Staub and some of her students are also conducting the Gonzaga Indian Education Outreach Program (GIEOP), in which they’re helping students in Wellpinit on some science fair projects.
And some other students are developing a program with the alternative Havermale High School. They’re combining data on diseases from the health district with GIS mapping, and overlaying that with socio-economic information.
“They’ll ask themselves, ‘I live in an area where there’s a high risk of obesity.
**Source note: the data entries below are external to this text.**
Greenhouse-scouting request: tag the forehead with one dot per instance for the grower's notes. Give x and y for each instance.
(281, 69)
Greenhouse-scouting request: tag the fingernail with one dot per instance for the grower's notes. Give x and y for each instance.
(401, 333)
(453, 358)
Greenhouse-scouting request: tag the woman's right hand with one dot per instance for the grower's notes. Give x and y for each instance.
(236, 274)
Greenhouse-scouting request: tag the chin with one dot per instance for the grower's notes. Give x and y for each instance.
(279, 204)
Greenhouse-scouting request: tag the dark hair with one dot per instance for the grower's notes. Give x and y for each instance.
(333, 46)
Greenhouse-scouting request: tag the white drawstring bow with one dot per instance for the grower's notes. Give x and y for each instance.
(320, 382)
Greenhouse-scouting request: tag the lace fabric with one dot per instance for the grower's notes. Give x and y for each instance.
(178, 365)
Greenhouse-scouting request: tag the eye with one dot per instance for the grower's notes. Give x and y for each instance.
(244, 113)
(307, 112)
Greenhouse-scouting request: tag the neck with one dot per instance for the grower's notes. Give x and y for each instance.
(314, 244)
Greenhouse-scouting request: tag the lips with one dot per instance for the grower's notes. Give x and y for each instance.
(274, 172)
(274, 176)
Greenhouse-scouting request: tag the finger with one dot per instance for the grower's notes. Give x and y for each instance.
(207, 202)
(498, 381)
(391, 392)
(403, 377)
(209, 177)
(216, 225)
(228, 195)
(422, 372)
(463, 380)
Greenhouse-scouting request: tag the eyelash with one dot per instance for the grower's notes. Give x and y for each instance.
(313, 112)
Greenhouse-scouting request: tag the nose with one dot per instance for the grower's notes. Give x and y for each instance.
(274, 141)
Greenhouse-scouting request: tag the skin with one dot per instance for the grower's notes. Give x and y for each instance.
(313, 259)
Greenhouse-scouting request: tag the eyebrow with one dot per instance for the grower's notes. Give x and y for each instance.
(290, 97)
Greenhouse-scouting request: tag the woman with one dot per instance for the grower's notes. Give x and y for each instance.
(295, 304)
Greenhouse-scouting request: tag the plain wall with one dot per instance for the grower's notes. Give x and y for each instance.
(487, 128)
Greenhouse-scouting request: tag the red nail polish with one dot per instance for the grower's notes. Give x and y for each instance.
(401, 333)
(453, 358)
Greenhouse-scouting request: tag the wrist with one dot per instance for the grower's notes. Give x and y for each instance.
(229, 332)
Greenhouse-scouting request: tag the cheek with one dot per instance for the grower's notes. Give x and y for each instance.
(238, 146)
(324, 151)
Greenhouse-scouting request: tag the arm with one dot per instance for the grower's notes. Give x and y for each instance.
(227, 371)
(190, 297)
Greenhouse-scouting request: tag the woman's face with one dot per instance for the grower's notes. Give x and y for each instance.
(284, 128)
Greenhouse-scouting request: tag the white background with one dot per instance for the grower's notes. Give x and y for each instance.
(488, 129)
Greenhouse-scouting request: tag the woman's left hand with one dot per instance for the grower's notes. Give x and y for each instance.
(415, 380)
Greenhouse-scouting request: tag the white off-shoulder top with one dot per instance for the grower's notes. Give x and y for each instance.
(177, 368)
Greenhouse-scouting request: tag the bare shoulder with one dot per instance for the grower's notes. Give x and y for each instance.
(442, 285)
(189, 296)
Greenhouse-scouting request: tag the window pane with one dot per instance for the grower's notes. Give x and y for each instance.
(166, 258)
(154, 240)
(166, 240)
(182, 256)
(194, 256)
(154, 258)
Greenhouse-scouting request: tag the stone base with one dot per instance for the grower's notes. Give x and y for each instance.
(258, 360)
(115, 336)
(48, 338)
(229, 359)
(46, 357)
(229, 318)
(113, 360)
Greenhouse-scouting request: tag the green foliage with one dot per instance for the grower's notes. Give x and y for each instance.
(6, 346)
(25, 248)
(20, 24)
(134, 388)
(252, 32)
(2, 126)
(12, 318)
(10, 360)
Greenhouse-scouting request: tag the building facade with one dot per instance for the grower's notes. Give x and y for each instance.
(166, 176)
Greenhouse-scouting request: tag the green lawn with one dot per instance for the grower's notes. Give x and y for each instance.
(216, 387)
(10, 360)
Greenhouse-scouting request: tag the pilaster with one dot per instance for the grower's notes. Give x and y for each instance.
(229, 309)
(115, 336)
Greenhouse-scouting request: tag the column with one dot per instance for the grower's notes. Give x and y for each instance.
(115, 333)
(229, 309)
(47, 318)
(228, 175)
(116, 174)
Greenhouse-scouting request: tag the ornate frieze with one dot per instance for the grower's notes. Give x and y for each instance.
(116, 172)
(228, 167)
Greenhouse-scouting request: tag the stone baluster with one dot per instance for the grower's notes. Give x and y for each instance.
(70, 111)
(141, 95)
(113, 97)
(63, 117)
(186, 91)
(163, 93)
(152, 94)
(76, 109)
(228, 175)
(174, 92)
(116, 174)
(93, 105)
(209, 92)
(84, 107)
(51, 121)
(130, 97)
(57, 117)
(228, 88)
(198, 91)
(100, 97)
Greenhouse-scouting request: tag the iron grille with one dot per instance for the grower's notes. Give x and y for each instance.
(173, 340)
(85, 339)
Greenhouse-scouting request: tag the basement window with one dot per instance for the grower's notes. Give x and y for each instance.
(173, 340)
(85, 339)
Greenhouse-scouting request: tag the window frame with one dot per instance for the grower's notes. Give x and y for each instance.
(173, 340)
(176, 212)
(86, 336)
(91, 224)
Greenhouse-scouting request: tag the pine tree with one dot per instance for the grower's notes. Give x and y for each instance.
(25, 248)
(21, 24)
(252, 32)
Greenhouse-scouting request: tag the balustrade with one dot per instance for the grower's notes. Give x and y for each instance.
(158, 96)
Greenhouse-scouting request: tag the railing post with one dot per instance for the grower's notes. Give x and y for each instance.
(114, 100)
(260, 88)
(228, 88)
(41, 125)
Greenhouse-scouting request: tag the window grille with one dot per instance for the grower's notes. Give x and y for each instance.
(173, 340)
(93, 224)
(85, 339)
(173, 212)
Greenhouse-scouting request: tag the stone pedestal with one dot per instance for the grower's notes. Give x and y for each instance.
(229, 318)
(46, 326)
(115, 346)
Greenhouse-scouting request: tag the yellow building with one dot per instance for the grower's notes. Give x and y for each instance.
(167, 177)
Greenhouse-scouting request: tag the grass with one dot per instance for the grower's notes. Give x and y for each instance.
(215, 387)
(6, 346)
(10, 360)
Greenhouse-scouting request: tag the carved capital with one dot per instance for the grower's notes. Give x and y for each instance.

Why is that?’ They’ll see a correlation between communities and health and they can do something for themselves,” Staub says.
“It’s easy for kids to say, ‘I don’t like science. It’s too hard, too abstract, you can’t see it.’ But you can. You can see it right before you,” says Hank Mendoza, a science teacher at Shadle Park High School who is involved with CityLab.
Mendoza tells a story about two young men he worked with years ago. They boys were working on a plasmid in a certain bacteria, and their research was funded by a biotechnology in education grant he and Oliver had secured.
“They said, ‘Wow. This is real science. This isn’t cookbook. If you mess things up you have to do things over,’” Mendoza says. “And I said, ‘Yeah. It’s not sitting at a desk and working on papers. This is it, real lab work.’” Those boys are now men in college and both are studying biotechnology, Mendoza says.
“The root of the word ‘science’ is to know. That’s what it’s all about. I try to transfer my curiosity to my students. ... One question leads to more questions. Answers come, but we just get more questions.”